収賄/詐欺/背任で起訴されて裁判が始まってもネタニヤフは辞任せず、パレスチナ人の殲滅を公言する極右勢力と連立内閣を作って権力を維持し、最高裁の権限を大幅に制限する「司法改革」案を発表しました。これに反対する市民のデモが続く不安定な政治状況の中で、ハマスによる暴挙が起こり、イスラエルはガザへの徹底攻撃を開始。このガザ戦争によって裁判は延期されて判決は出ていません。ネタニヤフが極右勢力と手を結ぶ経緯に戦慄を覚えます。
こんなすごい映画ですが、2025年11月8日(土曜日)の日本封切り時の上映館は、全国で5館でした(東京/渋谷、東京/武蔵村山市、茨城/つくば市、愛知/名古屋市、奈良/橿原市)。11月15日以降は少しずつ上映館が増える予定ですが、それでも上映館は少ないです。この映画、日本やヨーロッパでは劇場公開されていますが、イスラエルでは上映禁止だし、イスラエルに忖度する米国でも劇場公開はなしという状況です。映画配信会社が配信し、映画館が上映し、観客が見る、という循環があってこその映画なので、ぜひ多くの人に映画館でこの映画を見てほしいと願っています。超おすすめです。
不謹慎だが、とてもスリリング
上映は名古屋市内で1館のみ。
客席はほぼ満席だった。
一応、ネタニヤフという人物と、パレスチナ問題については前日に各種YouTubeで一通りおさらいしての観賞。
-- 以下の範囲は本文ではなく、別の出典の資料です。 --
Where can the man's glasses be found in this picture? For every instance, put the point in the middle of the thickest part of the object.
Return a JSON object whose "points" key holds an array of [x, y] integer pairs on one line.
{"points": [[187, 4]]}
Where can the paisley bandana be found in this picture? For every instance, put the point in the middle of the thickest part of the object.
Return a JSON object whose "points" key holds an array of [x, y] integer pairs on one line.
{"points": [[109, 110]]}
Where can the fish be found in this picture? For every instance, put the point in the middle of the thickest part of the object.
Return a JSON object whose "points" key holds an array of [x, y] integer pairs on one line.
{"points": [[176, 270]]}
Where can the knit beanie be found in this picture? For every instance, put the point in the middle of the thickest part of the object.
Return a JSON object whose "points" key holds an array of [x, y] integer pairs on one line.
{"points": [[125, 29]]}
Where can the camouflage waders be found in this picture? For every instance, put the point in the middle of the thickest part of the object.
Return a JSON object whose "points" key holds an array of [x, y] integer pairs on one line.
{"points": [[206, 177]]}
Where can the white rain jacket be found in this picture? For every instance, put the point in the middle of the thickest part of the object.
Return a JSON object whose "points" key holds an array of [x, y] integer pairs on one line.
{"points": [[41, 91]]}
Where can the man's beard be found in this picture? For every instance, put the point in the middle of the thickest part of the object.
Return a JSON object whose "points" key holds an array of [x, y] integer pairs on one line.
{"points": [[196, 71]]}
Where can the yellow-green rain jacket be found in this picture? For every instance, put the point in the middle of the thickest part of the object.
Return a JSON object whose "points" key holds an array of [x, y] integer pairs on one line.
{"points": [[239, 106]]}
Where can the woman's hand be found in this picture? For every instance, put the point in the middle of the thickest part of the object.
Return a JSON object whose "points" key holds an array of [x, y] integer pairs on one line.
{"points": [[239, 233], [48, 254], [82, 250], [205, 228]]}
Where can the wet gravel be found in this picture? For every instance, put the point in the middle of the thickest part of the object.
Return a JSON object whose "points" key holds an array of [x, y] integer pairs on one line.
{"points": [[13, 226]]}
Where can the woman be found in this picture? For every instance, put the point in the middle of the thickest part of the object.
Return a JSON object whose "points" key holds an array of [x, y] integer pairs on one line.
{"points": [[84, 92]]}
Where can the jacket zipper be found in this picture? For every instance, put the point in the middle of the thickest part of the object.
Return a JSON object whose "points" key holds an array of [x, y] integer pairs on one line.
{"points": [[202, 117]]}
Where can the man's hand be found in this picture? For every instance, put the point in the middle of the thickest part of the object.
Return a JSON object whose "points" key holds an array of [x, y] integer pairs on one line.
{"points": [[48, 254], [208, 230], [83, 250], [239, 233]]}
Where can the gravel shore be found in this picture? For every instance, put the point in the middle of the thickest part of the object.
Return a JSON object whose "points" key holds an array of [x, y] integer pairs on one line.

結果、予習したことで理解が深まる箇所はたくさんあった。
(以下、ネタバレ含みますのでご注意)
映画で取り上げられる収賄は、まずネタニヤフ夫妻が高価なプレゼントを受け取っているという話から始まる。
高価な葉巻やシャンパン、観客である我々も「え?その程度のこと?」と思って観ていると、それがどんどん高価になり、さらには政治に深く関わる汚職になっていく。
そして彼はついに汚職で自国の警察に起訴される。
簡単に言うと、彼はこの戦争を自身の裁判をこれ以上させないために繰り返しているということが明かされる。
そのためにも彼は政権与党でいる必要があり、議席を確保するために2つの極右政党と連立を組む。そしてそれぞれの代表者(…とは言っても、世界地図からパレスチナを抹消するためなら手段を選ばない、いわば「ほぼテロ実行犯」みたいな人物)を、大臣に据えてしまう。
当然パレスチナへの圧力はそれまで以上となる一方で、敵を殲滅してしまっては戦争が終わってしまう。(その他にもいろんな思惑は語られているが)そこでガザ地区を牛耳るアラブ系過激派ハマスに対して、ネタニヤフは関係国を通して多額の支援を行っていることも明らかになる。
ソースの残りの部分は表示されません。